Je laisse à l’appréciation de chacun le visuel choisi qui donne une très haute image de la femme : tous les clichés y sont intégrés : goût pour le futile, look un peu provoc juste ce qu’il faut pour ne pas verser trop dans le bling bling, codes couleurs que l’on retrouve sur les bouteilles de Contrex, les céréales minceurs et les parfums féminins.
Quel cynisme de la part d’un établissement – et d’un secteur - où la parité dans les postes à responsabilité et stratégiques sont trustés le plus souvent par des vieux messieurs. Quelle obscénité de n’être capable de générosité autrement qu’en faisant payer ses clients et en se faisant au passage une publicité et un coup marketing relayé par la quasi intégralité des journaux féminins…
Quelle rigolade lorsque l’on sait que, sur le prix de toutes les autres cartes bancaires, le taux de marge est situé entre 50 et 70%....et que cette opération est largement financée par les profits indignes générés par des produits bancaires aussi inutiles que générateurs de marges.
Mais surtout, un beau coup de pub à pas cher qui utilise les ressorts nauséabonds de la communication d’une époque où l’on « améliorait » la condition de la femme en lui offrant le « confort ménager ».
Car en effet, Il y a un vrai danger de régression rampante à travers ce type de business qui n'est rien d'autre qu'une variante de la publicité pour l'électro-ménager des années 50 : ces réclames où l'on présentait une ménagère "épanouie, coquette et moderne », parce qu'elle avait, enfin, à portée de main le dernier robot, l’aspirateur dernier cri et la machine à laver grand format. Cette soit disant "modernité" qui la clouait un peu plus dans sa cuisine...
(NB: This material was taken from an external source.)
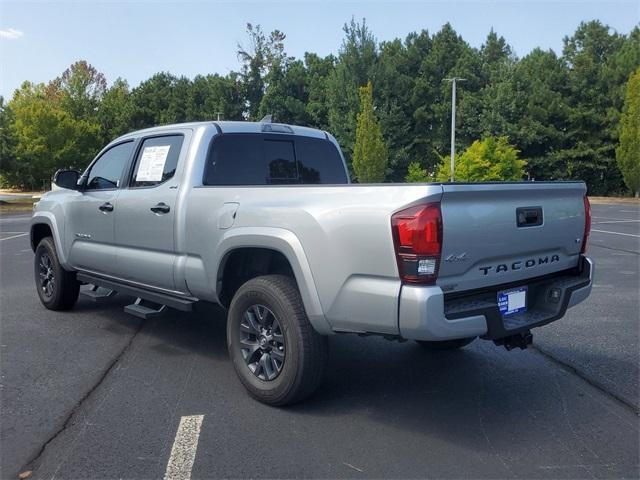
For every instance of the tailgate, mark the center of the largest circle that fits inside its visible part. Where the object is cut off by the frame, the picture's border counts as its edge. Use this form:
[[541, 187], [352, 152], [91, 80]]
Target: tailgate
[[509, 232]]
Le «marketing genré» c’est la version moderne de ces réclames, c’est l’opium de la femme moderne que l'on veut consommatrice à souhait : on l’amuse et la flatte pour qu’elle ne nous emmerde pas trop…nous les hommes.
Des gadgets dont le seul objectif est de la conserver dans le formol de l’inégalité d’un autre âge et indigne d’une grande démocratie.
Car en 2015, ce sont en grande majorité des femmes qui meurent sous les coups de leurs compagnons,
Ce sont majoritairement des femmes que l’on prostitue et qui hantent nos trottoirs sous le joug de tortionnaires modernes.
Les femmes subissent plus souvent une grande précarité consécutive à un accident de la vie (divorce veuvage)
Elles sont plus que nous capables de sacrifices pour la carrière de leur compagnon.
Elles sont de nos jours encore «punies» professionnellement lorsqu’elles ont des enfants, ne retrouvant pas leur poste dans nombre de cas ou obligées de mettre leurs ambitions sous cloches car incompatibles avec leur condition de mère.
Alors, leur offrir une journée sur le calendrier et une carte pour qu’elles puissent faire leurs emplettes en crânant devant les copines, c’est bien mal considérer nos égales.
Même si cela part d’un bon sentiment.